30/04/2022

[FR] Using Graph Database when dealing with connected data

Relational databases deal poorly with relationships

Do you deal with complex queries that involve many joins (anywhere up from four)?
Do you try to find unknown paths through the data?
Do you have a model that evolves frequently?

At Vadis Technologies, our data scientists often face this kind of challenges.

In partnership with Intys Data, we have been investigating graph databases to

gain in performance
work agile
get a richer view of the 300M companies and 200M people we analyze

If you either work with highly connected data (social networks), recommendations (e-commerce), or pathfinding (how do I know you), then you will like our findings.

Do not get me wrong. Relational databases are great. But only for a limited number of tables, and when a rigid structure is not an issue. Here is an illustration from Max De Marzi.

A graph is a set of nodes, with relationships that connect them

A graphDB is a database with:

An explicit graph structure;
Nodes that know each of their adjacent nodes;
An index for lookups;
Local steps (hops) whose cost remains constant as the number of nodes increases.

If you are used to SQL:

Rows in tables become nodes;
Foreign keys become relationships;
Link tables become relationships (possibly with properties);
Artificial constructs (extra primary and foreign keys for example) are no longer necessary.

Fraud Detection at Vadis Technologies, a Top 100 #RegTech Company

At Vadis Technologies, we do fraud detection for accounts such as public institutions and big banks.

In order to do that, our team harvests and enriches complex business data to offer risk scoring and 360° third-party monitoring to our customers.

The graphDBs we have been investigating are
Neo4j and TigerGraph.

Gain in performance

The rise in the connectedness of our data translates into increased joins.

With relational databases, the bigger the dataset, the less performant our join-intensive queries are. Using graphDBs, the performance tends to remain constant.

As a benchmark, we created 2M nodes and 4M relationships in 40 sec in TigerGraph using an SSD and 16Go of memory. With Neo4j, we built these in about 80 sec.

Note that you can speed up loading considering index and transaction flows.

In case you work with a big amount of data and need to scale, you will most likely not be able to store the whole graph into memory.

I suggest you check this analysis comparing the performance of Tigergraph and Neo4j with a 500GB dataset. It presents metrics on loading time, querying performance as well as storage size after loading.

Work agile

The cost of change in GraphDBs is low. So you work agile across your workflow.

1. Derive the question

There is no need to grasp the whole problem domain in one go, and to turn that knowledge into a big model.

Take/Pick one concrete question that needs to be solved and adds value.

The more concrete, the better!

2. Obtain the data

What data is needed to answer your question? Get that data and only that data. If an ID is sufficient to solve the question, then do not get the name and description.

3. Develop a model and ingest the data

There are no rules to create a good graph. Be creative.

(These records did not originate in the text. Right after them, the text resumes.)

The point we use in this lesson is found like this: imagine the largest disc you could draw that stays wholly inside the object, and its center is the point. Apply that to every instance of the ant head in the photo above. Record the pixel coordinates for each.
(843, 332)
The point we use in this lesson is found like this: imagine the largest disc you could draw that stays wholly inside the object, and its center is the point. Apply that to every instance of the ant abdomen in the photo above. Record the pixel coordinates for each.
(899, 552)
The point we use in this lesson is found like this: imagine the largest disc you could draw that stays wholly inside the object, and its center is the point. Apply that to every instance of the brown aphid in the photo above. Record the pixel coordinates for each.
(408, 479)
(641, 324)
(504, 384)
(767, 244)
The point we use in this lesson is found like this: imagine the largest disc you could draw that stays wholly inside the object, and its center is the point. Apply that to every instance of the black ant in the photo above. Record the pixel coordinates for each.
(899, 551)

Still, here are a few performance-driven tips & tricks :

Use Nodes for Entities, Relationships for Structure;
Represent Facts as nodes. Fact emerges when two or more domain entities interact for a period of time;
In general, use fine-grained relationships instead of generic relationships;
Represent complex value types as nodes.

4. Query/prove your model

Write the query that answers your question.

Does it perform within expectations?

YES — Excellent, you are ready for the next iteration
NO — Backtrack to steps 2 and 3 and rethink the model

Richer picture of the data

GraphDBs make it easier to visualize data and see the links between different entities.

Both Neo4j and TigerGraph have a tool that enables you to navigate through the data and visualize your model.

Here is a graph built with TigerGraph on a dataset containing 280K users (anonymized but with demographic information) providing 1M ratings about 250K books.

You can easily query a user and see which books he has rated. Then you can expand on a rated book, and see what other users think of it.

It gets even more interesting as the number of types of relationships increases.

GraphDBs are used in many other cases

Here is a non-exhaustive list of graphDBs use cases

Recommendation engine
Network and IT Operations
Search engine
Master Data Management
Identity and access management (internal and external)
Machine learning and analytics
Social networks
Privacy and risk compliances
Email targeting
Knowledge Graph (for asset management, content management, inventory, workflows, cataloging…)